In this study, the observed mortality of 10.9% stands out, higher than that reported in the EuroSCORE II and multiple validation studies in European and Anglo-Saxon populations, but similar to that reported in our country: 9.68% in the Rodriguez-Chávez series of 1,188 valve surgery patients to validate the EuroSCORE30 and 12.5% at 30 days reported in the Kinkel series of 704 patients undergoing general cardiac surgery.24 The explanation for this high mortality is given by factors related to the patient: biological status, socioeconomic status, and low health education that leads to seeking medical attention late, when the condition has already produced advanced structural and functional cardiac and extracardiac damage,30 as well as factors related to health care centers: resources, infrastructure, experience, previous results, among others.31
In summary, the performance of the updated EuroSCORE II model evaluated in our population showed good discrimination.
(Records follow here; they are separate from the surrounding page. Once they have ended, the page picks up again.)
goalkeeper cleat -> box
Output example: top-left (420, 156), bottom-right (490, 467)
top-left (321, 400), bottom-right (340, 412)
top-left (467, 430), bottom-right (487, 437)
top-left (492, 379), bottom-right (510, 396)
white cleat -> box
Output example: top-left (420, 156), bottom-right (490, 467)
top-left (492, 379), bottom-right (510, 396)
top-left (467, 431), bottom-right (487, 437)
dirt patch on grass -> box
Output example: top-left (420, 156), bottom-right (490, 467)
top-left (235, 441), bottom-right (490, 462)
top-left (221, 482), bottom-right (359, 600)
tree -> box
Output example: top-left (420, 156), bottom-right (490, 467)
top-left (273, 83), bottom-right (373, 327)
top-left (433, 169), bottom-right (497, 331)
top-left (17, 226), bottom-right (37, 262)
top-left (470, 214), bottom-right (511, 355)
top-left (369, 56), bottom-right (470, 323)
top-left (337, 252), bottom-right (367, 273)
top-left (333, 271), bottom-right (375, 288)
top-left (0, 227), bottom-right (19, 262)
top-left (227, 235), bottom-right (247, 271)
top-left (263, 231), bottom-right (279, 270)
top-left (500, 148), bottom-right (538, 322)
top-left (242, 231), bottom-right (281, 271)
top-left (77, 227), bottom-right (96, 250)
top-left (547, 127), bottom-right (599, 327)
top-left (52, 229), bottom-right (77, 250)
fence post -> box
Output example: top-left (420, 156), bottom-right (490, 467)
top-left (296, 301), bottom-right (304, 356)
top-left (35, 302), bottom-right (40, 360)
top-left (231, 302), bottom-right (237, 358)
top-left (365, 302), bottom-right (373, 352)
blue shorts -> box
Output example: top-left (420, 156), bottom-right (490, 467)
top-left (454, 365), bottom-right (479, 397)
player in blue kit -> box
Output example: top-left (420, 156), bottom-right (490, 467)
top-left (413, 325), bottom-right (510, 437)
As assessed by χ2 of H and L, the calibration suggests adequate calibration. However, when calibration was evaluated using the RAMR, the result was consistent with underestimating the risk of death, in line with the observed mortality.
Limitations
The study’s period and the presentation of the results are long. However, the model has retained relevance and contributes to re-evaluating the EuroSCORE II calibration measure. Future studies should include patients who intervened during recent years and increase the sample size or design a prospective study with an adequate sample size to have a fairer evaluation of the performance of the EuroSCORE II model in the Mexican context.
Conclusions
In the present study, the EuroSCORE II model showed good discrimination and adequate calibration based on the χ2 data of Hosmer and Lemeshow. However, the data obtained from the RAMR indicates that the model underestimates the risk of death in the medium- and high-risk groups of patients. Considering the limitations mentioned above, we considered continuing the EuroSCORE II instrument in the hospital where the study was conducted. Ultimately, it is necessary to design a model to measure the risk of operative mortality in cardiac surgery in Mexico that includes characteristics and variables specific to the Mexican population, not contemplated so far by traditional international instruments.